A recente postura dos presidentes da Câmara e do Senado
Federal escancara uma ferida antiga, mas sempre dolorosa, na democracia
brasileira: a submissão do Parlamento aos próprios interesses e conveniências,
em detrimento da vontade popular e da missão constitucional que lhe foi
confiada.
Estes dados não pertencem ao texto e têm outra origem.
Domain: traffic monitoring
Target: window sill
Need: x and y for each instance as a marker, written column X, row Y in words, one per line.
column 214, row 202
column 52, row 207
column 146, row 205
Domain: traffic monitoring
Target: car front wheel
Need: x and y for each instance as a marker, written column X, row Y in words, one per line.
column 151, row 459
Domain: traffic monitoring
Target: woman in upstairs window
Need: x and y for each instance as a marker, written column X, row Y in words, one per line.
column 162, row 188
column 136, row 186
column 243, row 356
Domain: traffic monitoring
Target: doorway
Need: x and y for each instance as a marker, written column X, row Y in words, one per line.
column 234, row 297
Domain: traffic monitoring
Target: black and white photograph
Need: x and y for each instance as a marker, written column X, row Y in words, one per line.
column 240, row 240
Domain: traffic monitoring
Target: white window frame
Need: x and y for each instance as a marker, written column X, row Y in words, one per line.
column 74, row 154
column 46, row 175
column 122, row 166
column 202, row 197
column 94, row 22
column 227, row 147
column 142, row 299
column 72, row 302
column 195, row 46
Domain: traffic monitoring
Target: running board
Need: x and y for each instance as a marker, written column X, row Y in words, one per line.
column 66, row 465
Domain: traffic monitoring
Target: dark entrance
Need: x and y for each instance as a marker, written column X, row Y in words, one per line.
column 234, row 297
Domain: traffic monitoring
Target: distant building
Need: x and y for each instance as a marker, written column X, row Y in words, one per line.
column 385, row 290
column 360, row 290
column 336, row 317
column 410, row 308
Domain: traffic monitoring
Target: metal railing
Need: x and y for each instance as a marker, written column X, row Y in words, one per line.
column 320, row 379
Quando as palavras de líderes eleitos indicam que certas pautas serão
barradas a priori, independentemente do apoio que possam ter dentro da própria
Casa, algo está profundamente errado.
A declaração do presidente do Senado, Davi Alcolumbre, é
particularmente grave: “Nem se tiver 81 assinaturas, ainda assim não pauto
impeachment de ministro do STF para votar”. Ao afirmar, com desdém, que se
recusaria a dar andamento a um pedido mesmo com a adesão unânime dos senadores
— o que representaria, na prática, a totalidade da Casa — Alcolumbre
desrespeita o rito constitucional e subverte o papel do Legislativo, que é
justamente deliberar, e não censurar preventivamente o debate.
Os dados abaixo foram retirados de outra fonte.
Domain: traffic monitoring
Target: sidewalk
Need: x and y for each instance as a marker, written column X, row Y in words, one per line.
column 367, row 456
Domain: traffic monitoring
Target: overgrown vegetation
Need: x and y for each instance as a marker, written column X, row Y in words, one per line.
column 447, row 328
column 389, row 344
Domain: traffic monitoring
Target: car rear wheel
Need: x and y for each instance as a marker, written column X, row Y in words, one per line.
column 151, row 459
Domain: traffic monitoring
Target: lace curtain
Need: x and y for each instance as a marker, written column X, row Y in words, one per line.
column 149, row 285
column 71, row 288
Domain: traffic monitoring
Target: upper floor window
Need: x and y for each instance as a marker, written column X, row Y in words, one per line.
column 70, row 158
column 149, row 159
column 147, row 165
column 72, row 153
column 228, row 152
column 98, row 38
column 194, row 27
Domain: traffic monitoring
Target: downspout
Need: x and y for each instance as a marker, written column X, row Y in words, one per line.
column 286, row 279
Não se trata de defender ou atacar o ministro Alexandre
de Moraes. O centro da questão é institucional: cabe ao Senado apreciar pedidos
de impeachment contra membros do Supremo, não os enterrar por decisão
monocrática de seu presidente. Ao impedir o andamento de processos legítimos
por conveniência política ou corporativismo, Alcolumbre viola a independência
dos poderes e transforma o Senado em mero apêndice da cúpula do Judiciário —
uma negação de sua própria razão de ser.
Na Câmara, o presidente Hugo Motta também parece ignorar
a essência do cargo que ocupa. Embora afirme que a presidência da Casa é
“inegociável” e que não cede a pressões externas, sua declaração soa mais como
autodefesa do que como afirmação institucional. O Parlamento não é o presidente
da Câmara ou do Senado. É a coletividade dos representantes do povo. Se as
lideranças das Casas impedem o funcionamento pleno do colegiado — seja por
omissão, seja por manipulação da pauta — estamos diante de uma grave distorção
democrática.
Não se espera que o Congresso seja um carimbo automático
das vontades populares, mas sim um filtro democrático, que debata, aperfeiçoe e
delibere com responsabilidade. Mas quando seus presidentes se colocam como
donos do processo legislativo, rejeitando previamente discussões legítimas ou
blindando instituições da crítica e da fiscalização, o Congresso trai seu papel
e envergonha a nação.
É preciso lembrar: os presidentes das Casas não foram
eleitos para serem imperadores. Foram escolhidos para garantir o funcionamento
democrático do Legislativo. Quando se julgam acima das regras, do plenário e da
Constituição, eles colocam em risco não só o presente, mas o futuro
institucional do país.
A existência do Congresso só faz sentido se for para
servir ao povo — e não para proteger interesses pessoais, políticos ou
corporativos. Quando isso se perde, perde-se também a legitimidade. E a
democracia, fragilizada, paga o preço.